Technology Enhances Quality of Deep Tissue Imaging
Researchers at the Andrew and Erna Viterbi Faculty of Electrical and Computer Engineering developed a new approach for imaging through partially opaque, thick tissue and demonstrated its utility by capturing detailed images of weakly fluorescent neurons (nerve cells) covered by a thick layer of muscle tissue. This approach, known as "confocal wavefront shaping," has potential applications in non-invasive biological imaging of deep tissue in both research-oriented and clinical settings.

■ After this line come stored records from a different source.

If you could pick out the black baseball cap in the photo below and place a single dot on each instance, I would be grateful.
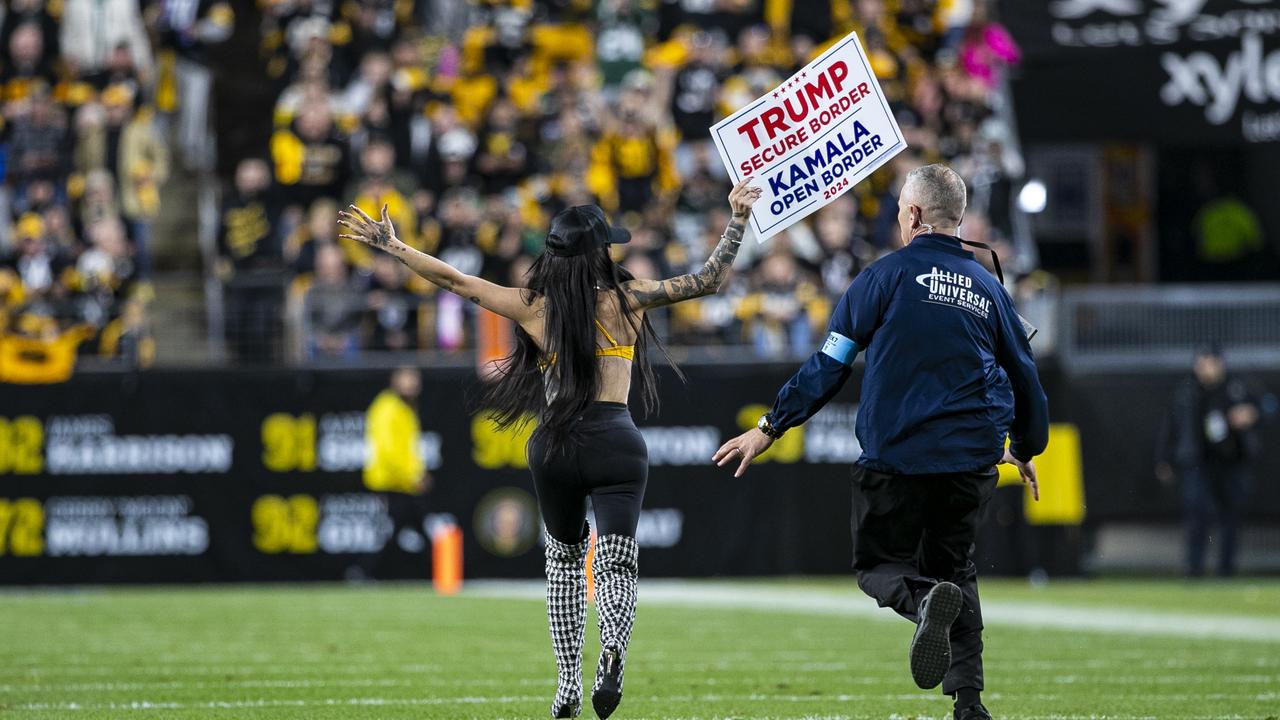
(576, 229)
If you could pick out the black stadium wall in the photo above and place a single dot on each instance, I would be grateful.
(256, 475)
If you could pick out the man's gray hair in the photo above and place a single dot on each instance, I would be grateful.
(938, 191)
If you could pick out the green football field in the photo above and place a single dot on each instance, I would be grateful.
(773, 648)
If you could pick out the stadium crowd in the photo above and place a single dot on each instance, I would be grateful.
(83, 156)
(475, 122)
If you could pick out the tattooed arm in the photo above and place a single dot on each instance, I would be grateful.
(708, 279)
(380, 235)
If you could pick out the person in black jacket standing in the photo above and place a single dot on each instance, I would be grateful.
(949, 377)
(1208, 438)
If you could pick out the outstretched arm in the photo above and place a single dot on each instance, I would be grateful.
(506, 301)
(821, 377)
(656, 294)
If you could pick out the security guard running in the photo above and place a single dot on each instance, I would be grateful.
(949, 377)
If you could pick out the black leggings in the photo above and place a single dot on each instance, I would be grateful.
(606, 460)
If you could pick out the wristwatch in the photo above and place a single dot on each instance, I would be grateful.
(766, 427)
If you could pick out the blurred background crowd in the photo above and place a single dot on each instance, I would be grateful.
(474, 122)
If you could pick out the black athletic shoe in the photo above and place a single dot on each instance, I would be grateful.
(608, 686)
(931, 647)
(567, 710)
(972, 712)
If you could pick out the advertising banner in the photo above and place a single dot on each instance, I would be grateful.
(1200, 72)
(225, 475)
(810, 139)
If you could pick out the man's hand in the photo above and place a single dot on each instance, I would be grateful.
(1027, 470)
(745, 447)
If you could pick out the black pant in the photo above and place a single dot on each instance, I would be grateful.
(1212, 490)
(912, 532)
(606, 460)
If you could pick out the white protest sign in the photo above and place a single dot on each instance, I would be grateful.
(810, 139)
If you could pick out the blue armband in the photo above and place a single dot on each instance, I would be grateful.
(840, 349)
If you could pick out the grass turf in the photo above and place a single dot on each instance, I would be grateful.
(400, 651)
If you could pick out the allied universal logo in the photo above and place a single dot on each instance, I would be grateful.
(955, 290)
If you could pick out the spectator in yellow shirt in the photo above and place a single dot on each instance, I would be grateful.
(394, 468)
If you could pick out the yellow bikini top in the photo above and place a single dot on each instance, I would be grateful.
(613, 350)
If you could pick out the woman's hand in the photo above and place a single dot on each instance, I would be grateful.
(741, 197)
(374, 233)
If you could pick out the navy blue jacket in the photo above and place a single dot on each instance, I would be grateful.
(949, 369)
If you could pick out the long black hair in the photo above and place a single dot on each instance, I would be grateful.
(554, 384)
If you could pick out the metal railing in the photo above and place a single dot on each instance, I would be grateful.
(1160, 327)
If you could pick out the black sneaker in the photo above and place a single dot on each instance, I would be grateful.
(931, 647)
(972, 712)
(567, 710)
(608, 684)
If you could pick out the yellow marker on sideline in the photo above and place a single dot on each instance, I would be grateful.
(447, 560)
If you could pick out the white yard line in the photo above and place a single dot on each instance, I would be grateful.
(146, 705)
(744, 596)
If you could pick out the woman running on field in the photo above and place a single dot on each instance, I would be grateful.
(581, 327)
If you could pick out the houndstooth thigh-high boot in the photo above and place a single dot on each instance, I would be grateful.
(615, 568)
(566, 614)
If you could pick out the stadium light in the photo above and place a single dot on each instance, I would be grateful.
(1033, 196)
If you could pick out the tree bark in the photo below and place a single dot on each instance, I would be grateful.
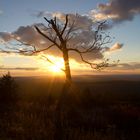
(67, 66)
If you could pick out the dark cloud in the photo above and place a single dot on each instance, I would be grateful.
(83, 38)
(118, 10)
(19, 68)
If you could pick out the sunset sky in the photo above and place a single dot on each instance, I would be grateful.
(123, 17)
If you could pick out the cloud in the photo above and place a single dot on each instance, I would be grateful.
(117, 10)
(19, 68)
(129, 66)
(84, 37)
(1, 12)
(114, 48)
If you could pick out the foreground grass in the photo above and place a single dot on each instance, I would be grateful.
(86, 113)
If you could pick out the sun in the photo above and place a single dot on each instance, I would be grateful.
(56, 68)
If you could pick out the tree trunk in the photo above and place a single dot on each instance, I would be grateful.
(67, 66)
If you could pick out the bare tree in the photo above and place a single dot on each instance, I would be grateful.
(60, 34)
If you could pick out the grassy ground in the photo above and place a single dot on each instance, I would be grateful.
(103, 110)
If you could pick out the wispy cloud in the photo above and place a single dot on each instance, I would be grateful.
(114, 48)
(117, 10)
(19, 68)
(1, 12)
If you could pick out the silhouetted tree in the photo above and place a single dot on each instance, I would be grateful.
(60, 33)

When light travels through biological tissue, it bounces off various structures, creating a scattered pattern that makes it impossible to form clear images. This is similar to how the light of car headlights scatter in heavy fog, making it difficult to see. The new technique, developed by doctoral student Dror Aizik, conducting the research under the guidance of Prof. Anat Levin, uses advanced optical and computational technology to "un-scatter" the light, allowing for crisp images of dim objects deep within thick tissue. The key innovations include corrections for both light entering the tissue and exiting it, based on iterative corrections and very straightforward assumptions. This dual correction approach allows for imaging using standard fluorescence microscopy techniques and relatively inexpensive light sources and detectors.
This initial version of the technique takes many minutes to complete the iterative determination of optimal corrections, posing some limitations on its used in present form. The team anticipates, however, that with improved hardware and refined algorithms, this process will be shortened significantly.
The study was published in Nature Communications on July 2, 2024.